How Rhiannon Thurmond supports her team of engineers when they are in the field
Field Engineers are often onsite working alone. The Engineer can be working against the clock. Not all issues are easy to solve, and not many are standard. These three things can combine to create a stressful job at times. What can help is having a manager or team leader giving support whenever needed.
Rhiannon Thurmond, Biomed Operations Manager at Ultimate Biomedical Solutions shared her experience of leading her team.
Rhiannon starts with these ten key things:
The first five
We utilize Microsoft TEAMS for a companywide meeting on Monday per region. We include Biomed, Imaging and Admin staff. This allows everyone to check in on issues that need to be escalated, repairs that require collaboration, etc.
We utilize TEAMS Chat to notify each other on a regular basis. We develop separate Chat rooms within the platform for various projects with different collaborative efforts going on behind the scenes.
I collaborate with my team every week to:
set micro goals
discuss upcoming projects
check mission critical issues that need to be done
They come to me with updates along the way and by utilizing Teams, there is visibility, so I know when to step in to help.
I work alongside my team at various sites. I keep in mind their career plans and send them on calls with me that align with those. If I find they don’t have a tool to do the job, I find a way to resolve it.
I cross train often. Then once they master the skill, they cross train their colleagues in turn.
The second five
It is key to me to ask each member of my team for their input and often include them in any decisions that will affect the whole team. I ask if they need help with any issues they have observed onsite, and supply resources as needed.
As a team leader, I hold each technician in my team accountable and to the same standard.
Another thing I do is to make my own training videos and keep detailed notes. Then, I can support them to the best of my ability from afar as they grow their skills.
I am in continuous process improvement mode. I am always trying to make things as efficient as possible. My team help with Program Increment (PI) goals. It all brings value to them knowing that what they are doing is paving the way for an easier road ahead.
We carry out inventory validation on any asset we touch. As PMs (Preventative Maintenance checks) are due if we find something new or not in our software it is amended. This makes fewer mistakes and keeps our documents current.
What is your experience as a manager or team lead?
How would you answer the following questions?
How well do you need to know each member of the team as an individual?
Can you manage everyone in the same way? Or should you tailor what you do to the individual?
What do you think your field engineers want from you as a manager?
What is the best way to encourage your team members development and progress?
How do you ensure your team members are given opportunities to learn new things, handle new clients, mentor junior members of the team?
Do you need to understand the detail of what they have to do including:
how long it takes
what is challenging
what is new to them?
How do you find out what their ‘blockers’ are? For example:
what don’t they have access to?
which training would help but is not available to them?
What advice would you give to someone who tends to micromanage?
To conclude – a few tips
Be flexible in terms of how much support you give
Communicate clearly and frequently plus repeat what is of key importance
Ensure that goals, targets, accountability and expectations are clear
Give feedback and spread the word if someone has gone ‘above and beyond’

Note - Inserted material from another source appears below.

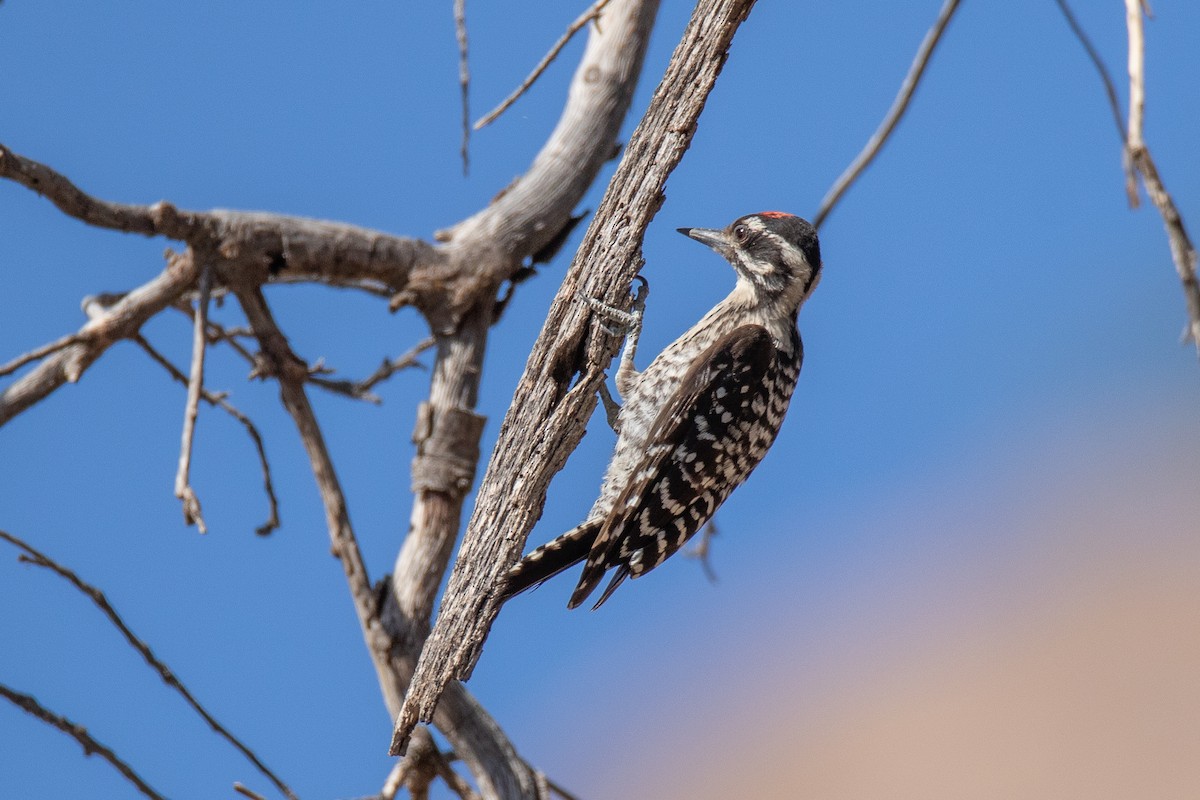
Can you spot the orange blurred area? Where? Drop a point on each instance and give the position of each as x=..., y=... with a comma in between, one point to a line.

Make sure that you are their voice at higher or other levels of the organisation
Don’t stop doing any of this even when they are quiet as they may need help
Make sure they know each other even if they are based at a geographical distance
I have “known” Rhiannon for some while now via LinkedIn. One of the first things that drew me o her was her use of social media as a medium to attract non-biomeds as well as to inspire new biomeds to share in what we do on a daily basis. She leads and motivates her teams, and goes out of her way to mentor others. Rhiannon is a rockstar of this field. Take time to get to know here, and let your light shine!